Objective To detect the miRNA expression profiles of the myocardial tissue after the heterotopic mouse to rat cardiac xenotransplantation and provide the experimental evidences for effective regulation of xenotransplantation rejection.
     Methods
     1. The heterotopic cardiac mouse-mouse/rat xenotransplantation models (in the right side of neck of recipients) were established by modified Heron sleeve method. The experimental animals were divided into normal control group, xenotransplantation group (24 hours) and xenotransplantation group (arresting). Each group included 8 recipients.
     2. RNA was extracted with kit and miRNA was marked with Cy5. Then concentration and hybridization were finished by miRNA array. The slides were scanned with Axon GenePix 4000B Microarray Scanner and the miRNAs which significantly differential expressed in the cardiac xenotransplantation rejection were filtrated.

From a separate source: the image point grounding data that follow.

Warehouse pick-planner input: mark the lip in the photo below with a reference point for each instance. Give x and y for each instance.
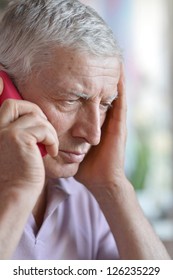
(72, 157)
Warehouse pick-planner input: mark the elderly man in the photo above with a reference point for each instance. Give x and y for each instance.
(75, 202)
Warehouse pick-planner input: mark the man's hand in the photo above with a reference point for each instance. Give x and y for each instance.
(22, 173)
(104, 164)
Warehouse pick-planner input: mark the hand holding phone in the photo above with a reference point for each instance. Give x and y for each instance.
(10, 92)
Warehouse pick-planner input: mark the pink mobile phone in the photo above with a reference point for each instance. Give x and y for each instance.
(10, 91)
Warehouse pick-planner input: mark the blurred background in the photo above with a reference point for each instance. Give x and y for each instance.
(143, 29)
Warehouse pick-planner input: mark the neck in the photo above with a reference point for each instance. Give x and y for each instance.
(40, 207)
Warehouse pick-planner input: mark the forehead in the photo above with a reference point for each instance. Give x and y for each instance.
(81, 71)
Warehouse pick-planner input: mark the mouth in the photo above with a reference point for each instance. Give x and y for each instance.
(72, 157)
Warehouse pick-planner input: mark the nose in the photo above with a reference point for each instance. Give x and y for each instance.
(88, 124)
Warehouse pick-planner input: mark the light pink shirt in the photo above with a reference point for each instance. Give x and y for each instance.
(73, 227)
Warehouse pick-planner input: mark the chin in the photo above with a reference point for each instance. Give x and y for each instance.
(57, 169)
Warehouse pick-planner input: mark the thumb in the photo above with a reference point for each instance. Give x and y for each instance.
(1, 85)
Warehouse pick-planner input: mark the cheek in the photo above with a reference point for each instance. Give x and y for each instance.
(61, 122)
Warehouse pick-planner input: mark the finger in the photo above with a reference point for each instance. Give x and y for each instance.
(30, 122)
(120, 105)
(1, 85)
(12, 109)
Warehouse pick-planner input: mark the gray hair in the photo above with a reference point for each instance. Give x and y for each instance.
(31, 29)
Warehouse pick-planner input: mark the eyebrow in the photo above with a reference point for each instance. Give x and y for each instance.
(86, 96)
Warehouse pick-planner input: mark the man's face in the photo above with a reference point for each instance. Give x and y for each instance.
(75, 92)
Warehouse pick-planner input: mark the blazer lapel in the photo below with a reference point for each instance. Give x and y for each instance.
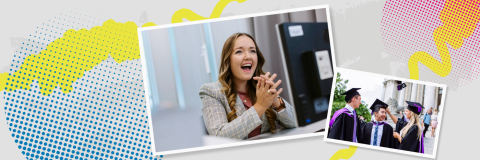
(239, 106)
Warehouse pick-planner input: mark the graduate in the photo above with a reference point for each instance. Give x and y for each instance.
(378, 132)
(410, 137)
(345, 124)
(399, 126)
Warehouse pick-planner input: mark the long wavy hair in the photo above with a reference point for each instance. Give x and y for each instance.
(226, 75)
(414, 120)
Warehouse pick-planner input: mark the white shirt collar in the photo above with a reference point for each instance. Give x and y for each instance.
(349, 108)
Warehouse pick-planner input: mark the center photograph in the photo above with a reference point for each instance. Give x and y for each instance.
(237, 80)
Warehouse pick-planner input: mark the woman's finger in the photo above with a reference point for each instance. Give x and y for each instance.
(273, 77)
(270, 83)
(273, 91)
(262, 85)
(257, 78)
(258, 85)
(264, 77)
(267, 74)
(276, 84)
(279, 91)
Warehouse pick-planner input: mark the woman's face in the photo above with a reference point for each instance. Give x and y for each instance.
(243, 60)
(407, 113)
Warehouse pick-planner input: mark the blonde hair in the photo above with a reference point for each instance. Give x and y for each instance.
(226, 75)
(414, 120)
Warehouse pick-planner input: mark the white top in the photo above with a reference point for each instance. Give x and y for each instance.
(379, 134)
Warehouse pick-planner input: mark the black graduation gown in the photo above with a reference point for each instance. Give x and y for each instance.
(342, 128)
(398, 127)
(387, 135)
(410, 142)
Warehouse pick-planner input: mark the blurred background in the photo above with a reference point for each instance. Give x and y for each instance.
(181, 59)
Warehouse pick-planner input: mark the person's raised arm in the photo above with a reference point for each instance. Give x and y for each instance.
(393, 117)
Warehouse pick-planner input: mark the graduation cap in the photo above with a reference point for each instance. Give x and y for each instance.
(351, 93)
(378, 103)
(414, 107)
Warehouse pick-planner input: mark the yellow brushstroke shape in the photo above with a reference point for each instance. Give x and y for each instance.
(192, 16)
(67, 58)
(344, 153)
(459, 20)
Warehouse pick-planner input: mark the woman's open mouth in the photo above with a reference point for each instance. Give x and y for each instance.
(247, 67)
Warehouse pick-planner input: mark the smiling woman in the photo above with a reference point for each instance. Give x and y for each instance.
(244, 102)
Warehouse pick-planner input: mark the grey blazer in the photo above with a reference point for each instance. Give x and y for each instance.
(215, 109)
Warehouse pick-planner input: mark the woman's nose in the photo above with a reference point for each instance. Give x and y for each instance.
(247, 55)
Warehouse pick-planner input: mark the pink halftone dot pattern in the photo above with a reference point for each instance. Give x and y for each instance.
(408, 26)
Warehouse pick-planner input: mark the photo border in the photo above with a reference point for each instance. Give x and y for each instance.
(242, 143)
(440, 116)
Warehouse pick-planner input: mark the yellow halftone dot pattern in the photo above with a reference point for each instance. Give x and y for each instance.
(344, 153)
(459, 20)
(66, 59)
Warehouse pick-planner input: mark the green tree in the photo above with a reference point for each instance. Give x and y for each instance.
(339, 99)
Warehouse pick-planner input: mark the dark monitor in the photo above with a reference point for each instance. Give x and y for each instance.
(306, 53)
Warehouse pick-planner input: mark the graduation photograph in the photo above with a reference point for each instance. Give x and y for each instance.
(385, 113)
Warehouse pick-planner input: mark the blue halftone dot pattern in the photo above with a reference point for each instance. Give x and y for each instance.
(104, 117)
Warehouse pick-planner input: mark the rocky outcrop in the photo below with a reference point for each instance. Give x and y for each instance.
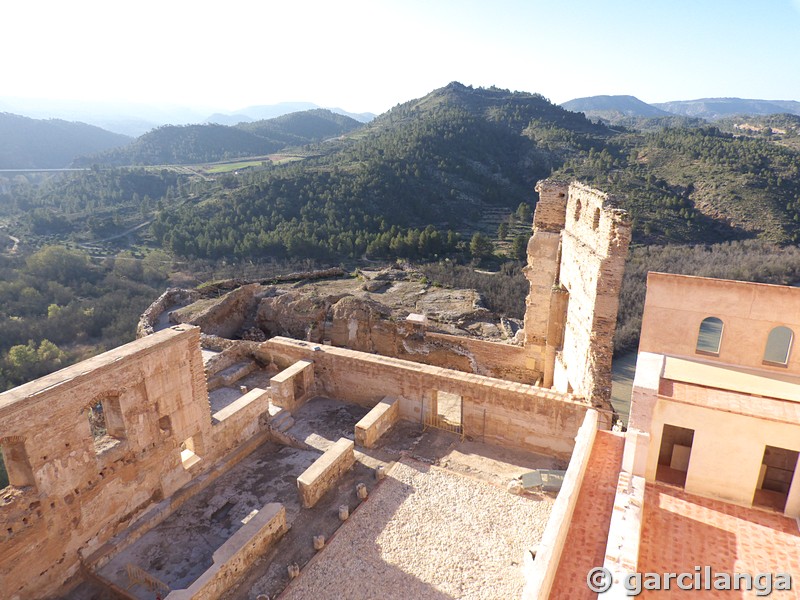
(294, 314)
(171, 297)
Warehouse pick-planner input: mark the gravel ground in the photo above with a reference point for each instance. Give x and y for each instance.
(427, 533)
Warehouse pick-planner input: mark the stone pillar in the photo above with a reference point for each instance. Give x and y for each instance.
(557, 317)
(544, 250)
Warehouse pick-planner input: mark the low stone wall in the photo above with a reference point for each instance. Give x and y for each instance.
(541, 571)
(232, 353)
(293, 386)
(240, 420)
(523, 364)
(231, 559)
(377, 422)
(494, 411)
(625, 532)
(325, 471)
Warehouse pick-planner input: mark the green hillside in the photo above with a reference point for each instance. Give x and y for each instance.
(49, 144)
(195, 144)
(441, 163)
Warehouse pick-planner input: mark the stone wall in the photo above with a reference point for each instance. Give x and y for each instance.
(495, 411)
(323, 473)
(231, 560)
(576, 260)
(74, 492)
(594, 248)
(540, 571)
(171, 297)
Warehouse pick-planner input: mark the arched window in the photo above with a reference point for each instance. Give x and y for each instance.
(710, 335)
(779, 342)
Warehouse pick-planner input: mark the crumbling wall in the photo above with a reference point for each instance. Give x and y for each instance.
(594, 247)
(81, 490)
(229, 315)
(576, 260)
(544, 254)
(171, 297)
(495, 411)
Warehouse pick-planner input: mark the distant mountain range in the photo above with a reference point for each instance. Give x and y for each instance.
(272, 111)
(210, 142)
(717, 108)
(133, 119)
(50, 144)
(613, 107)
(616, 109)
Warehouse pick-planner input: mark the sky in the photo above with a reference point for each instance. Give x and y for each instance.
(367, 56)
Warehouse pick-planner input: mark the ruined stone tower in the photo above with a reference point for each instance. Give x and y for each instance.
(576, 259)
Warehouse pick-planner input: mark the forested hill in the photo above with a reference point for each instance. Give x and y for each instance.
(457, 161)
(49, 144)
(447, 161)
(193, 144)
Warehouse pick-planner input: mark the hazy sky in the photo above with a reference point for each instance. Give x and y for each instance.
(370, 55)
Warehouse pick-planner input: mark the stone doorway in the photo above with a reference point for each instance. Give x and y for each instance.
(775, 478)
(674, 455)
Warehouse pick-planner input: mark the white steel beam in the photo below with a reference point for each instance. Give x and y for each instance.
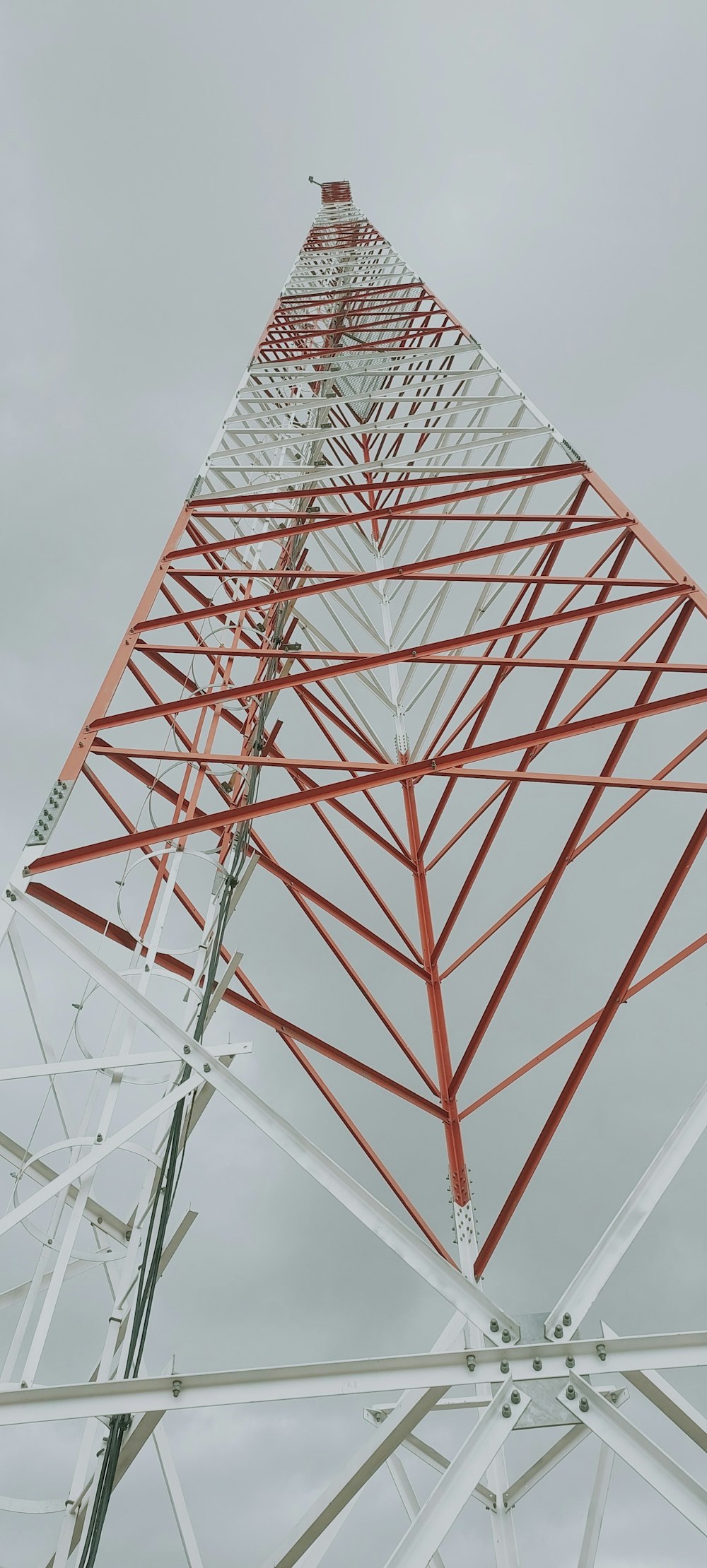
(544, 1465)
(638, 1451)
(668, 1401)
(600, 1266)
(461, 1292)
(455, 1487)
(333, 1379)
(597, 1504)
(349, 1484)
(408, 1497)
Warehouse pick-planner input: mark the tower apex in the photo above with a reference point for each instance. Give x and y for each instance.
(333, 190)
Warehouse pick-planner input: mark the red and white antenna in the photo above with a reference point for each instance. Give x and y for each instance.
(399, 767)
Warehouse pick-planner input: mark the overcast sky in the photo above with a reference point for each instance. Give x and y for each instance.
(542, 165)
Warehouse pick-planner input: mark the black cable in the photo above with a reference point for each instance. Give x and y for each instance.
(176, 1142)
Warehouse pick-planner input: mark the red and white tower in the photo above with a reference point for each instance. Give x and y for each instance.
(397, 770)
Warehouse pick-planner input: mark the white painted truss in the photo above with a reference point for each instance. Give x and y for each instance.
(372, 532)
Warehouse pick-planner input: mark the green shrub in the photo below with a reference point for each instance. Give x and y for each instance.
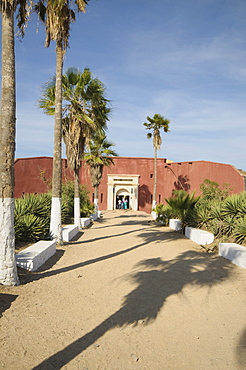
(32, 217)
(86, 207)
(164, 213)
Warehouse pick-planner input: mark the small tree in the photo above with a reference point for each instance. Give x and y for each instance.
(182, 205)
(8, 269)
(98, 155)
(155, 125)
(85, 112)
(57, 17)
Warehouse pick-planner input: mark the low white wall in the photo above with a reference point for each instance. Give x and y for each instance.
(175, 224)
(85, 221)
(233, 252)
(199, 236)
(36, 255)
(69, 232)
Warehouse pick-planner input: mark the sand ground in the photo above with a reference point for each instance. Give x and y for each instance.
(126, 294)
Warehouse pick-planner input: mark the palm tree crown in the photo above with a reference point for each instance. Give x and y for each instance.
(155, 124)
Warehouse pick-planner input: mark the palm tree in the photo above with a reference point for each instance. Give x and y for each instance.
(8, 269)
(155, 124)
(84, 112)
(98, 155)
(57, 16)
(182, 205)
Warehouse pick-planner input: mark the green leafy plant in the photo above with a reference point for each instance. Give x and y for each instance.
(32, 217)
(183, 206)
(164, 213)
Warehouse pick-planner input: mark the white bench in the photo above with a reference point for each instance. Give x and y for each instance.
(69, 232)
(175, 224)
(234, 252)
(198, 236)
(85, 221)
(36, 255)
(95, 216)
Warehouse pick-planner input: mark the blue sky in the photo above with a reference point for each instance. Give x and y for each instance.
(183, 59)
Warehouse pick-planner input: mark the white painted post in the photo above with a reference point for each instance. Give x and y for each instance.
(8, 267)
(55, 220)
(77, 218)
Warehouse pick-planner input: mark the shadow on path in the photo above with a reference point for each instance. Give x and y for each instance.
(6, 301)
(241, 350)
(151, 235)
(156, 281)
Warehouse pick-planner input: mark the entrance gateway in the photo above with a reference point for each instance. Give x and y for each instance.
(123, 186)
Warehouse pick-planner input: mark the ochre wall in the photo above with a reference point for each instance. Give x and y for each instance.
(33, 175)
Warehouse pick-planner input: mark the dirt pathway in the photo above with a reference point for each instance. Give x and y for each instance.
(126, 294)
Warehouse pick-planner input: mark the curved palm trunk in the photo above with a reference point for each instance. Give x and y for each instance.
(155, 178)
(96, 202)
(77, 218)
(55, 219)
(8, 269)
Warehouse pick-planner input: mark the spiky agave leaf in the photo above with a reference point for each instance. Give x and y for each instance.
(240, 230)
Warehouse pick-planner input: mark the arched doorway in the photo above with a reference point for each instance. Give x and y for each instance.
(120, 186)
(122, 199)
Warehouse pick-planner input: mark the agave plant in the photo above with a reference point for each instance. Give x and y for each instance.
(164, 213)
(32, 217)
(240, 230)
(183, 206)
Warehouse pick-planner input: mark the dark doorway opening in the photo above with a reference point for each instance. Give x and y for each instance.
(120, 204)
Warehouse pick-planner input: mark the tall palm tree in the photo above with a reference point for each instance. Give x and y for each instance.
(8, 269)
(155, 125)
(85, 111)
(57, 16)
(98, 154)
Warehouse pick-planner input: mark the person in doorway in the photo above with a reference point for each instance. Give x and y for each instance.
(119, 204)
(125, 203)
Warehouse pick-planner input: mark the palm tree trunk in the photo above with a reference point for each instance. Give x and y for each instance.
(96, 202)
(77, 218)
(8, 269)
(55, 220)
(155, 178)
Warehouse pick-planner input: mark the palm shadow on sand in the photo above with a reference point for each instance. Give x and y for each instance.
(155, 281)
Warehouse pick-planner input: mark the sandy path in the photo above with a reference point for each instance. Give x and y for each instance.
(126, 295)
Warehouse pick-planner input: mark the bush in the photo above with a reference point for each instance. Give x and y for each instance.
(32, 212)
(32, 217)
(86, 207)
(164, 213)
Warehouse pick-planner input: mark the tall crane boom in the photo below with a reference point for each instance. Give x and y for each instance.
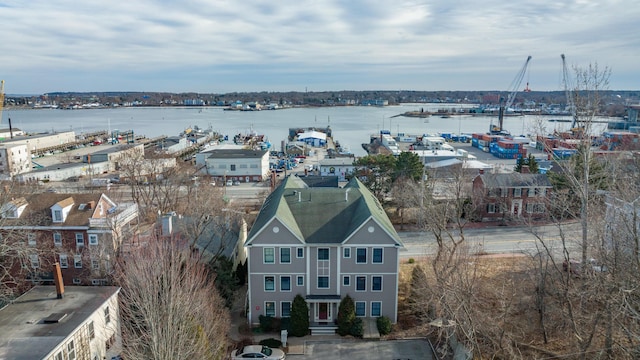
(513, 90)
(568, 92)
(1, 98)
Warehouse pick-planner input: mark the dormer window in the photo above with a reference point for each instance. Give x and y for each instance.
(61, 209)
(14, 208)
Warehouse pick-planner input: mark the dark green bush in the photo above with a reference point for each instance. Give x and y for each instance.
(265, 323)
(384, 325)
(357, 327)
(285, 324)
(272, 343)
(299, 317)
(346, 315)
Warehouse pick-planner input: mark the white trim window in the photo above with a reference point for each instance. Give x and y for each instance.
(323, 253)
(361, 308)
(517, 192)
(269, 283)
(285, 309)
(285, 283)
(57, 216)
(285, 255)
(269, 255)
(34, 260)
(31, 239)
(57, 239)
(270, 308)
(377, 255)
(71, 351)
(376, 308)
(491, 208)
(79, 239)
(376, 283)
(323, 282)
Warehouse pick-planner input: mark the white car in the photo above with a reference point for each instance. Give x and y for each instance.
(257, 352)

     3. The target genes corresponded with the above miRNAs were predicted by software of Target Scan, which may be the causes of xenotransplantation rejection.
     4. MiR-146a, miR-155 and miR-451 in the three groups, which were obviously changed during xenotransplantation, were analysis by TaqMan(?) miRNA Assays, verifying the results of miRNA array.
     Results
     1. In the three stages (practicing, stable, skilled) of establishing the models, the successful rates of surgery were 53.33%,85.71%, and 92.31%respectively, with significantly difference. The successful rates in stable and skilled stages were high.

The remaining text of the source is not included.